Theory and notation#

This page defines the notation used throughout xyz and summarizes the mathematical quantities estimated by the library.

Why this matters#

The same high-level quantity, such as transfer entropy, can be estimated under very different assumptions:

a linear-Gaussian model,
a nonparametric nearest-neighbor model,
a fixed-radius kernel approximation,
or a discrete/binned empirical distribution.

The estimators in xyz are therefore best understood as different numerical approximations to the same information-theoretic functionals.

Notation#

Let \(Y_t\) be the target process at time \(t\). Its embedded past is written as

\[Y_t^- = \left[Y_{t-\tau}, Y_{t-2\tau}, \ldots, Y_{t-d\tau}\right],\]

where \(d\) is the embedding dimension and \(\tau\) is the embedding spacing. Likewise:

\(X_t^-\) denotes the embedded past of a driver process,
\(Z_t^-\) denotes the embedded past of one or more conditioning processes,
\(u\) denotes an interaction delay between source and target when a delay-specific TE estimator is used.

In xyz, these state vectors are assembled by the delay-embedding helpers in xyz.preprocessing.

Units#

Unless otherwise stated, values are reported in nats:

\[1\ \text{nat} = \log_2(e)\ \text{bits} \approx 1.4427\ \text{bits}.\]

Core information quantities#

Entropy#

For a continuous random vector \(Y \in \mathbb{R}^d\),

\[H(Y) = - \int p(y)\log p(y)\,dy.\]

If \(Y\) is Gaussian with covariance matrix \(\Sigma\),

\[H(Y) = \frac{1}{2}\log\!\left((2\pi e)^d \det(\Sigma)\right).\]

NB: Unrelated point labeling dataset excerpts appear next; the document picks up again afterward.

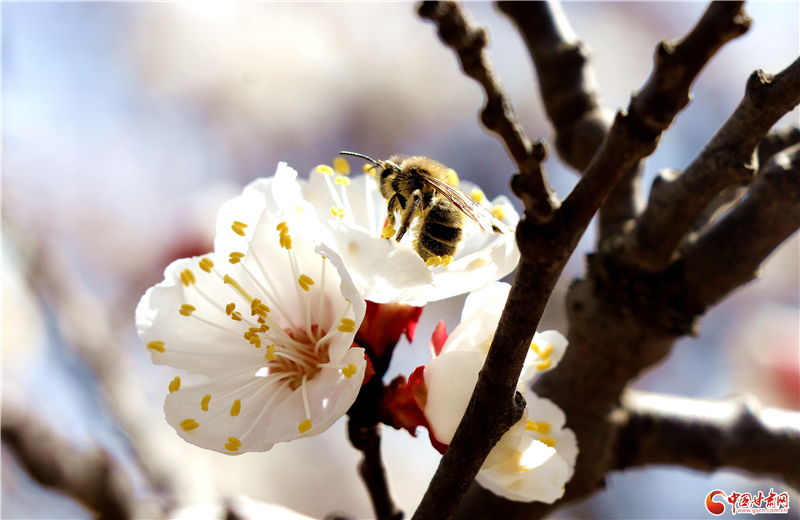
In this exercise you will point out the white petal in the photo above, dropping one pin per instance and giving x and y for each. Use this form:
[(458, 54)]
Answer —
[(490, 297), (450, 379), (475, 271), (382, 270), (537, 474)]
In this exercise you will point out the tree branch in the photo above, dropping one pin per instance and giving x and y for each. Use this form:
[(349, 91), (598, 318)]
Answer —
[(708, 435), (567, 86), (545, 246), (743, 238), (635, 135), (92, 477), (458, 31), (728, 159)]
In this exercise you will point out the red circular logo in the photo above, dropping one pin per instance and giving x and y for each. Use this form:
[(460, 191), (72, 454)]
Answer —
[(713, 507)]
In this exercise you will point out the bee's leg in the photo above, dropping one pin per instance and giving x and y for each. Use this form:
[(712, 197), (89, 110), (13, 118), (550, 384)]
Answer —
[(408, 214)]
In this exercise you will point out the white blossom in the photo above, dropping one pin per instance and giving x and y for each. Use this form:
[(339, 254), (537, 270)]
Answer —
[(536, 457), (266, 322)]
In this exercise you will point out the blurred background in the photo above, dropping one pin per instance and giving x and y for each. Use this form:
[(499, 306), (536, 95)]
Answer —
[(125, 126)]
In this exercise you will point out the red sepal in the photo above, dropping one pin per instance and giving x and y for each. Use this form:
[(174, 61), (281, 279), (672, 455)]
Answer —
[(383, 325), (399, 409), (438, 339)]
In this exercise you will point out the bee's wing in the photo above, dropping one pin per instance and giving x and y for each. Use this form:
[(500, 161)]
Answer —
[(466, 204)]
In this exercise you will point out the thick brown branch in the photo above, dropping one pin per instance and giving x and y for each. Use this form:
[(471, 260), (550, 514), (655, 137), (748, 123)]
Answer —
[(567, 85), (743, 238), (457, 30), (708, 435), (635, 135), (728, 159), (92, 477)]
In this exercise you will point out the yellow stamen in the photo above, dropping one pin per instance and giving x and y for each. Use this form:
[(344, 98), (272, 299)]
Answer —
[(433, 261), (187, 277), (158, 346), (304, 426), (189, 424), (238, 227), (452, 177), (350, 370), (341, 166), (206, 264), (388, 231), (235, 284), (550, 441), (499, 211), (305, 281)]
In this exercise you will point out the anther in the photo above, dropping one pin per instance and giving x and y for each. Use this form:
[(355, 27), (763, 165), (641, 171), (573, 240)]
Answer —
[(304, 426), (499, 211), (388, 231), (305, 281), (324, 169), (235, 284), (206, 264), (158, 346), (341, 166), (549, 441), (187, 277), (189, 424), (238, 227)]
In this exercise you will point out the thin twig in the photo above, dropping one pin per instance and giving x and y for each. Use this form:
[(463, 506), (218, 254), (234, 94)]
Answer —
[(728, 159), (735, 433), (567, 85), (91, 476), (457, 29), (748, 233)]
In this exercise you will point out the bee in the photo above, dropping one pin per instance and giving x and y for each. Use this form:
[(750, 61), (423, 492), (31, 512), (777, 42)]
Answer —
[(420, 189)]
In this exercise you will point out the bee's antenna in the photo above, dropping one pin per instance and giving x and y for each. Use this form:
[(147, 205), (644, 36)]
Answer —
[(370, 159)]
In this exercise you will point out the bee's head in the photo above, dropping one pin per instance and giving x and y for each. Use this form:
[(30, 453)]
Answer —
[(388, 169)]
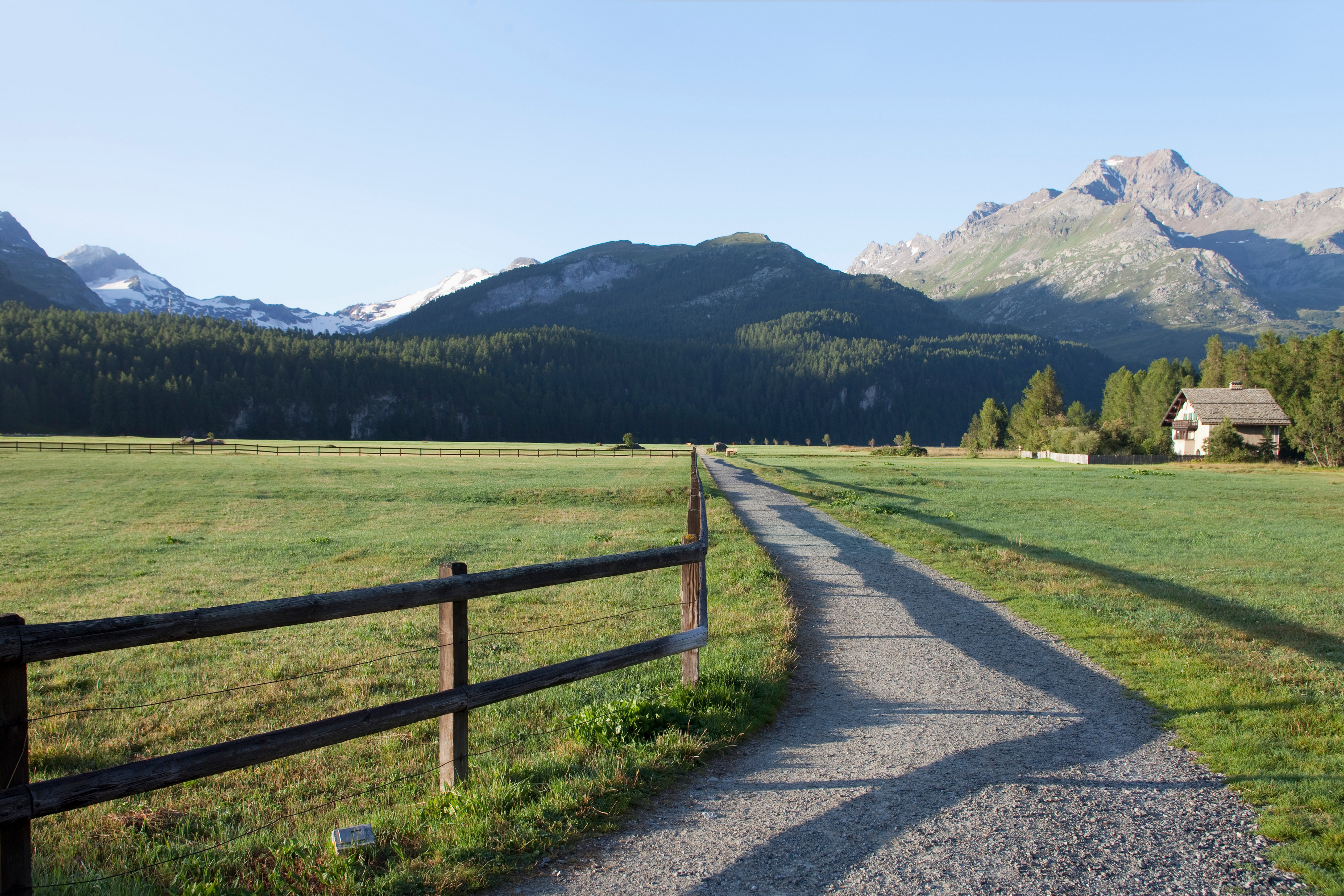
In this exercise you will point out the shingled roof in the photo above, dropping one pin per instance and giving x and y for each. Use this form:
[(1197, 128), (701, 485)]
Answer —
[(1242, 406)]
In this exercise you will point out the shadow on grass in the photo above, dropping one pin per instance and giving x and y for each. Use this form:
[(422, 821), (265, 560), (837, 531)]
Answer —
[(1268, 625)]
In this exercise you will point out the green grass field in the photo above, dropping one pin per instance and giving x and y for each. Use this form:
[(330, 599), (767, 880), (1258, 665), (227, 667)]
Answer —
[(1215, 592), (87, 537)]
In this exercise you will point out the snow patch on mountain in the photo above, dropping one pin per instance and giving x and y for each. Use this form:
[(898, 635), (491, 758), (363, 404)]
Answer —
[(125, 287), (378, 314)]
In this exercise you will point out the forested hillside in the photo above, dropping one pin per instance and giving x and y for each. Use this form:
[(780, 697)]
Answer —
[(793, 378), (703, 293), (1304, 375)]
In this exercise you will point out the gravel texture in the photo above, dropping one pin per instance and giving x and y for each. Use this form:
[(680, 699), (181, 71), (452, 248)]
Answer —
[(932, 742)]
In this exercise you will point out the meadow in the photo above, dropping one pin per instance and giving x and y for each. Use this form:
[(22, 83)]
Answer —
[(88, 537), (1213, 590)]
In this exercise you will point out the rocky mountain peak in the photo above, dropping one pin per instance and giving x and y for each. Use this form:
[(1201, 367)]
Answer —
[(1142, 257), (1162, 182), (17, 236)]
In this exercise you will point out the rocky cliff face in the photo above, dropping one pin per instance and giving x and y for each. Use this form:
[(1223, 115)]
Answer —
[(1140, 257), (29, 272)]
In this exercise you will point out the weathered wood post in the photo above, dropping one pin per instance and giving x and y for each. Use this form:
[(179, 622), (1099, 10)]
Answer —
[(15, 836), (691, 580), (452, 674)]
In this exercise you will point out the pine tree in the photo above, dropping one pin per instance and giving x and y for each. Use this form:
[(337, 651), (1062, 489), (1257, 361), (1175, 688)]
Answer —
[(1226, 444), (1211, 369)]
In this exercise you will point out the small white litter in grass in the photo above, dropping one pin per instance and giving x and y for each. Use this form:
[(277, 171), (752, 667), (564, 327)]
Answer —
[(346, 839)]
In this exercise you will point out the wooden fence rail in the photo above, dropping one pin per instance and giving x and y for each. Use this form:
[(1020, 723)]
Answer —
[(21, 644), (338, 451)]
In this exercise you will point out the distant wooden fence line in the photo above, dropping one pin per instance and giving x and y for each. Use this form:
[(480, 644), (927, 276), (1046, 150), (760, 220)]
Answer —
[(21, 801), (1124, 460), (339, 451)]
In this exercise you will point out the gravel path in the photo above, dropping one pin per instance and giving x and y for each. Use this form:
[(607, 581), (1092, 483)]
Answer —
[(933, 742)]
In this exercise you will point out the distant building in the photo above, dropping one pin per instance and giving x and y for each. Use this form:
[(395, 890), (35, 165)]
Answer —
[(1195, 413)]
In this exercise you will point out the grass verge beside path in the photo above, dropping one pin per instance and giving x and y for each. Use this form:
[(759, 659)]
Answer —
[(1214, 592), (87, 537)]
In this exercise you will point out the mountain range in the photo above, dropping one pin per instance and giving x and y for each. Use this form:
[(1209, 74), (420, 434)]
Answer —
[(101, 279), (1140, 257), (703, 292)]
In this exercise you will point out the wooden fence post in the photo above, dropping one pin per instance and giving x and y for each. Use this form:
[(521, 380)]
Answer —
[(452, 674), (15, 836), (691, 582)]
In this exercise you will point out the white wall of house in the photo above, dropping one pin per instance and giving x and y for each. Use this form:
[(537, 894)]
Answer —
[(1194, 443)]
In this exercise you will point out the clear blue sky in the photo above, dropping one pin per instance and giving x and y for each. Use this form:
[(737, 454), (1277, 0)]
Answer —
[(328, 154)]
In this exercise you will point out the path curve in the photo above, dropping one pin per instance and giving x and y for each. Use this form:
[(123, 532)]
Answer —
[(932, 742)]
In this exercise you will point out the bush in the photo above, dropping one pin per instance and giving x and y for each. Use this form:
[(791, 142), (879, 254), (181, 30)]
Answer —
[(1226, 444), (626, 722), (1074, 440)]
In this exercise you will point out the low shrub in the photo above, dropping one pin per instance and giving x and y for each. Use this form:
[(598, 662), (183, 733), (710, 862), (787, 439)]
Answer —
[(1074, 440), (626, 722)]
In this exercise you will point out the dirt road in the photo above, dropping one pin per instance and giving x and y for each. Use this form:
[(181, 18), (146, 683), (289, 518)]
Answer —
[(933, 742)]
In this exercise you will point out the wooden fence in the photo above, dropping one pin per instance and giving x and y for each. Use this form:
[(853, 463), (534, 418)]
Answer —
[(21, 800), (339, 451)]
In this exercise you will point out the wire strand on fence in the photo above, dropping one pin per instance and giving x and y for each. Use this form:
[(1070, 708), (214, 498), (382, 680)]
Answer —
[(353, 665), (304, 812)]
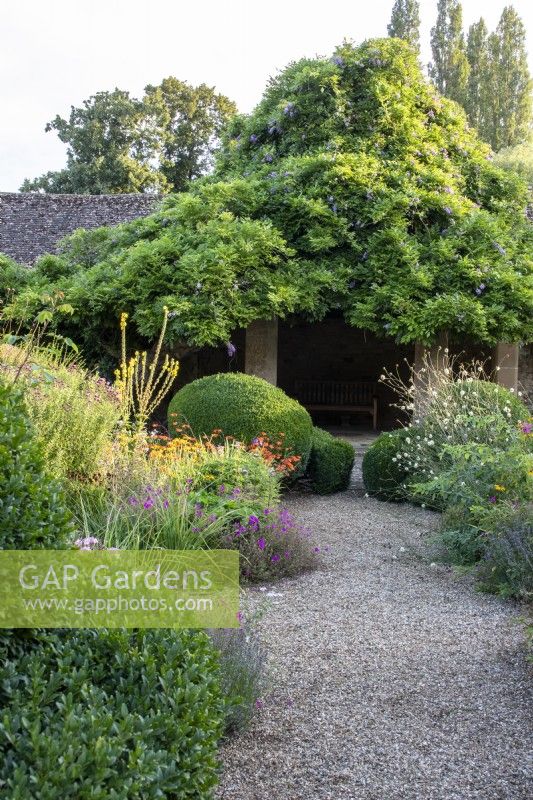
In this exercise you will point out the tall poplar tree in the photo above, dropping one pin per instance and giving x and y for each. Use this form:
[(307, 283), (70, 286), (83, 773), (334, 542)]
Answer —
[(478, 95), (449, 68), (405, 22), (509, 90)]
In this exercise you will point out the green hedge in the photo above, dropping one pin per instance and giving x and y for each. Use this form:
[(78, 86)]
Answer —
[(383, 477), (243, 406), (330, 464), (32, 509), (92, 715)]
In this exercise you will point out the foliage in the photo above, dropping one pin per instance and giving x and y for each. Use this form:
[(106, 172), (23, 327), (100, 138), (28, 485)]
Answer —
[(243, 669), (100, 714), (188, 123), (478, 100), (32, 507), (13, 277), (352, 186), (244, 407), (405, 22), (518, 159), (506, 565), (74, 413), (509, 122), (140, 388), (330, 463), (117, 143), (183, 495), (272, 545), (449, 69), (384, 475)]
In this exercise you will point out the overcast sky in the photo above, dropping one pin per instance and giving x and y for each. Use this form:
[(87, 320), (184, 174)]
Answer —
[(56, 53)]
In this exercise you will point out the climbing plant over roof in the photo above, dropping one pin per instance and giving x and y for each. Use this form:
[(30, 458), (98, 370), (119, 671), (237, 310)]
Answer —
[(353, 187)]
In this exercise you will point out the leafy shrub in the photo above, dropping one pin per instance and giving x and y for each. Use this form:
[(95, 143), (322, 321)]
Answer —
[(32, 507), (483, 397), (243, 669), (74, 415), (272, 545), (90, 715), (330, 463), (384, 473), (506, 565), (244, 407)]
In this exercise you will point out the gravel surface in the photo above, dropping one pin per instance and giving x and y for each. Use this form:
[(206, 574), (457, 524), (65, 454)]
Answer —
[(393, 679)]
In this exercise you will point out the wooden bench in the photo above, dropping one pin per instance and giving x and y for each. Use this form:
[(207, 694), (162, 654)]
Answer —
[(343, 396)]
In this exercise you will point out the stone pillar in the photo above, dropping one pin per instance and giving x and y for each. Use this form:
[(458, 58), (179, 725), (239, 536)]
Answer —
[(261, 351), (506, 365), (428, 360)]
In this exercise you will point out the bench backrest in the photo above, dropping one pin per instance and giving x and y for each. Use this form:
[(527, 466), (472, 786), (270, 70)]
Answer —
[(332, 393)]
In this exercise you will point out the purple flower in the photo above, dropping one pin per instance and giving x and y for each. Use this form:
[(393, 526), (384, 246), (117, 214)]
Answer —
[(289, 110)]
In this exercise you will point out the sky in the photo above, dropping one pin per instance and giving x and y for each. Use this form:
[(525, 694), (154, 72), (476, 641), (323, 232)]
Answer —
[(57, 53)]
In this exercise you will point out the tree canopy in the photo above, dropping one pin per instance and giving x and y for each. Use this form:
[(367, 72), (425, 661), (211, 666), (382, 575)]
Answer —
[(119, 144), (353, 187)]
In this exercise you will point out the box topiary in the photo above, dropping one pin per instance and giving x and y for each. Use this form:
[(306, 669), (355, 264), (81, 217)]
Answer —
[(382, 475), (111, 714), (243, 406), (330, 463)]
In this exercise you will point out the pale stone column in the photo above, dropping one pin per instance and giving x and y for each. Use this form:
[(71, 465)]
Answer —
[(261, 350), (506, 365)]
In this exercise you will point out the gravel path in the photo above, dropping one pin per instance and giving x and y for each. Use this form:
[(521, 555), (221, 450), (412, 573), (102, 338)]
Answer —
[(394, 680)]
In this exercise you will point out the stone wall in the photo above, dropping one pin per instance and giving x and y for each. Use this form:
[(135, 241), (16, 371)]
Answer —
[(32, 224)]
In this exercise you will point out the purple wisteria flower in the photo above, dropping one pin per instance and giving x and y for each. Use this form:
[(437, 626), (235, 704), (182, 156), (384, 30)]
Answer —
[(289, 110)]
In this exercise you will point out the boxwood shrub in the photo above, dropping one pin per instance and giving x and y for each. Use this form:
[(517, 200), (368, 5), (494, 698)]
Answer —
[(382, 475), (330, 463), (111, 714), (243, 406)]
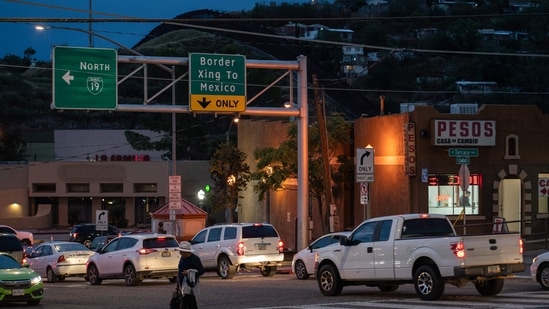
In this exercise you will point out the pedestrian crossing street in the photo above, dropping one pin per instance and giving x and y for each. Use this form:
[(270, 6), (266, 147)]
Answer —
[(528, 300)]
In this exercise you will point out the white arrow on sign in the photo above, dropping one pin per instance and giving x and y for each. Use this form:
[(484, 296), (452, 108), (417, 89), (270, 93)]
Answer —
[(67, 77)]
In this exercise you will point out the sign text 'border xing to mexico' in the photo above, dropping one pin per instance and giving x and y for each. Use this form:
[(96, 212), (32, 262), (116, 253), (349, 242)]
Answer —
[(217, 83), (85, 78)]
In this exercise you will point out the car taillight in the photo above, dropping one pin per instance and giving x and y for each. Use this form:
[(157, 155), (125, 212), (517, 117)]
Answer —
[(459, 249), (280, 246), (240, 248), (145, 251)]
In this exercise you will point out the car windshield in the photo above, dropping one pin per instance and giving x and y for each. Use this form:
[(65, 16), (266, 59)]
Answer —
[(160, 242), (70, 247), (7, 262)]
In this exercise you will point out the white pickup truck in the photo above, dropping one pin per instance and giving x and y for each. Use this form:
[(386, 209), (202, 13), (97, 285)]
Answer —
[(422, 249)]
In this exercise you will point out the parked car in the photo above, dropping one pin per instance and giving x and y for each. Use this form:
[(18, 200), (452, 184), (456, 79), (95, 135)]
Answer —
[(303, 263), (539, 270), (11, 245), (86, 233), (101, 241), (26, 238), (227, 248), (57, 260), (19, 283), (135, 257)]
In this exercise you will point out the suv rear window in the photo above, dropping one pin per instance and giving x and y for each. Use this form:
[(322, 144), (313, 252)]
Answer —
[(160, 242), (259, 231), (10, 244)]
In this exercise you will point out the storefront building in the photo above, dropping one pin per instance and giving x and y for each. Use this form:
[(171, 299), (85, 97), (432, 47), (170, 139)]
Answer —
[(87, 175), (492, 164)]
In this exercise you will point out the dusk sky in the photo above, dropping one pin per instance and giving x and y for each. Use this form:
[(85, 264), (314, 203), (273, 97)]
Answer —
[(16, 37)]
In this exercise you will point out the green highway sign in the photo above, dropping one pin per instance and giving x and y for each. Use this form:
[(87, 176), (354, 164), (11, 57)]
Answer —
[(217, 83), (463, 160), (85, 78), (463, 152)]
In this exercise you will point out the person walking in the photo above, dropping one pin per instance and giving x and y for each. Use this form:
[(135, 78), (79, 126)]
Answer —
[(190, 269)]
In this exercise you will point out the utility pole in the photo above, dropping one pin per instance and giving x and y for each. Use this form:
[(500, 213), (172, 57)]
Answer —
[(323, 134)]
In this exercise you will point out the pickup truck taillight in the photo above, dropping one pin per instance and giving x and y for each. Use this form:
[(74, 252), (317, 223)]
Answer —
[(458, 248), (240, 248), (280, 246), (145, 251)]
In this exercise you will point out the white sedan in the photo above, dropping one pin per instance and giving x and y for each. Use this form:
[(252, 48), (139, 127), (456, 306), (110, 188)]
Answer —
[(539, 270), (303, 263), (57, 260)]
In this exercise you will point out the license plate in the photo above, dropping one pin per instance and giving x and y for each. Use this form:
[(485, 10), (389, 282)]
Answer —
[(494, 269), (166, 254)]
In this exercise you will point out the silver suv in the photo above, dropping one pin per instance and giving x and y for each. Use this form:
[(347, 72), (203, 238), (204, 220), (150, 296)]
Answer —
[(228, 248)]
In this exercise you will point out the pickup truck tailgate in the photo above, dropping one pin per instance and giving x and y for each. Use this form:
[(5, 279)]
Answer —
[(492, 249)]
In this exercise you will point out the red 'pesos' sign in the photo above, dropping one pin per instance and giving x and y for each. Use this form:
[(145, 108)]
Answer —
[(464, 132)]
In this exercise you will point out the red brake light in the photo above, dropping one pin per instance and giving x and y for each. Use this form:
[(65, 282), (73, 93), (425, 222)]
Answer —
[(280, 246), (145, 251), (459, 249), (240, 248)]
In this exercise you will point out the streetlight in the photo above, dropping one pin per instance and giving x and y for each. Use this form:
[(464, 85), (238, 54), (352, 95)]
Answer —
[(136, 53), (201, 195)]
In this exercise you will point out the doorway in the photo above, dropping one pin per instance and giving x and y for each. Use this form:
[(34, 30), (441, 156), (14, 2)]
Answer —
[(510, 203)]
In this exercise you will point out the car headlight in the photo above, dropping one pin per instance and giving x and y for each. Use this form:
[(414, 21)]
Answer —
[(36, 280)]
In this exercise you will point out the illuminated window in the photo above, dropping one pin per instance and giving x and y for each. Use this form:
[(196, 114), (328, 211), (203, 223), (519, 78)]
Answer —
[(447, 198), (144, 187), (78, 187), (511, 147), (543, 193)]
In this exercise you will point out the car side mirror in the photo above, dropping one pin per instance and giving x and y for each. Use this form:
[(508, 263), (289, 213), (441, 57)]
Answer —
[(344, 241)]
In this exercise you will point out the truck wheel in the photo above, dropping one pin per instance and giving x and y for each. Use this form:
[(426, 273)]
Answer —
[(268, 271), (388, 288), (489, 287), (428, 284), (225, 269), (130, 276), (543, 276), (328, 281)]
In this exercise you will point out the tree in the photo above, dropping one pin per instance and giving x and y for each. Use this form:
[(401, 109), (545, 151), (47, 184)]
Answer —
[(231, 175), (276, 165)]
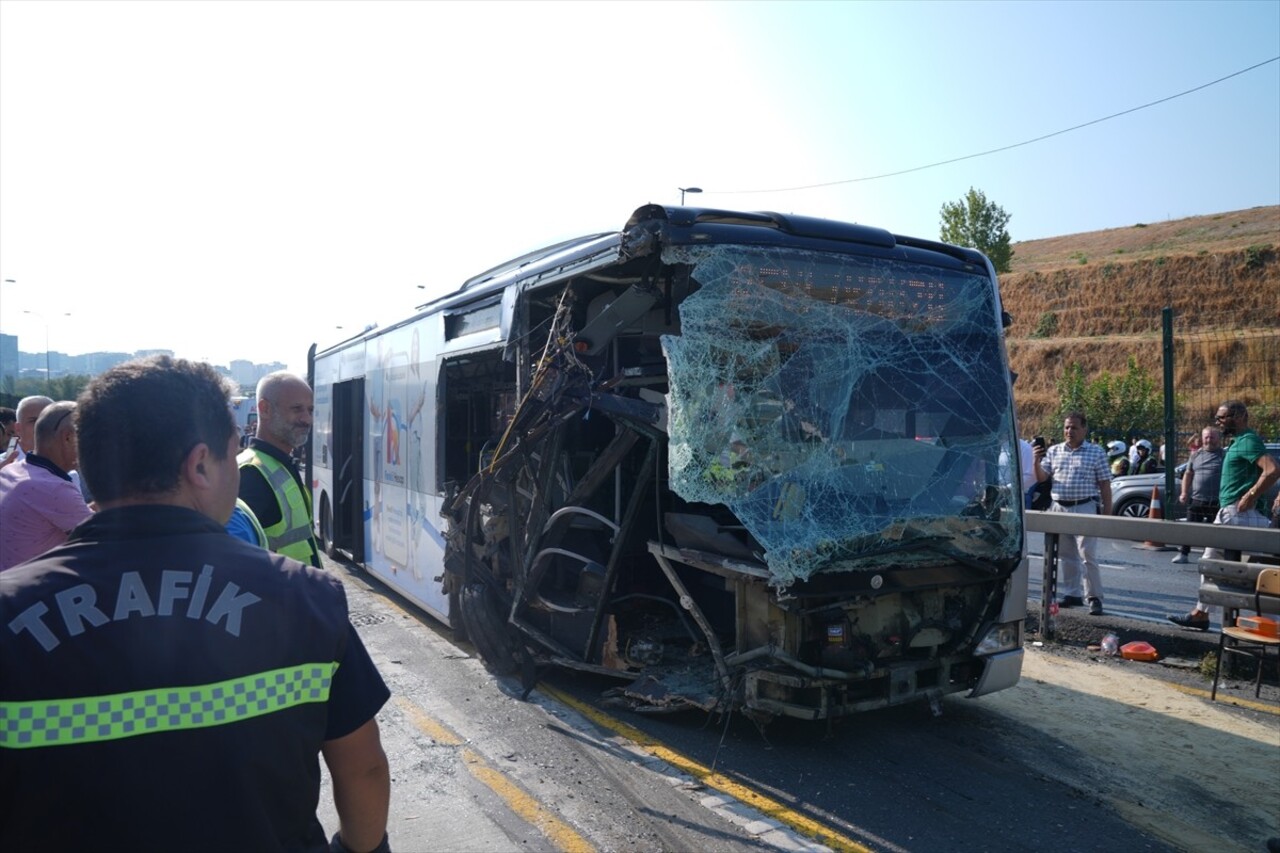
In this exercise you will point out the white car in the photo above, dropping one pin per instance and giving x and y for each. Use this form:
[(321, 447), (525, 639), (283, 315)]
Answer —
[(1130, 495)]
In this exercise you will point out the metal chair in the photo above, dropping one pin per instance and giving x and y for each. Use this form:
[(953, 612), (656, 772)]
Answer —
[(1251, 643)]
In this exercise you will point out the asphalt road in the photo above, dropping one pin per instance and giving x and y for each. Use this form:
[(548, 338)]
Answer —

This is the quantity estimated by xyz.MVNEntropy.

Conditional entropy#

For two random variables \(X\) and \(Y\),

\[H(Y \mid X) = H(X, Y) - H(X).\]

In a regression-based Gaussian setting, this can be expressed via the covariance of the residual process:

\[H(Y \mid X) = \frac{1}{2}\log\!\left((2\pi e)^d \det(\Sigma_{\varepsilon})\right),\]

where \(\varepsilon\) are the residuals from regressing \(Y\) on \(X\).

Mutual information#

Mutual information measures statistical dependence:

\[I(X;Y) = H(X) + H(Y) - H(X,Y) = H(Y) - H(Y \mid X).\]

It is symmetric in \(X\) and \(Y\) and nonnegative in the population. In finite samples, nonparametric estimators can produce small negative values because of estimation variance.

Conditional mutual information#

Conditional mutual information measures dependence that remains after adjusting for a third variable:

\[I(X;Y \mid Z) = H(X \mid Z) + H(Y \mid Z) - H(X,Y \mid Z).\]

This is the core building block of transfer entropy.

Transfer entropy#

Bivariate transfer entropy from \(X\) to \(Y\) quantifies predictive information flow from the past of \(X\) to the present of \(Y\) beyond the information already contained in the past of \(Y\):

\[TE_{X \to Y} = I(X_t^-; Y_t \mid Y_t^-) = H(Y_t \mid Y_t^-) - H(Y_t \mid Y_t^-, X_t^-).\]

If a separate interaction delay \(u\) is used, the source state can be written more explicitly as

\[X_{t,u}^- = \left[X_{t-u}, X_{t-u-\tau}, \ldots, X_{t-u-(d-1)\tau}\right].\]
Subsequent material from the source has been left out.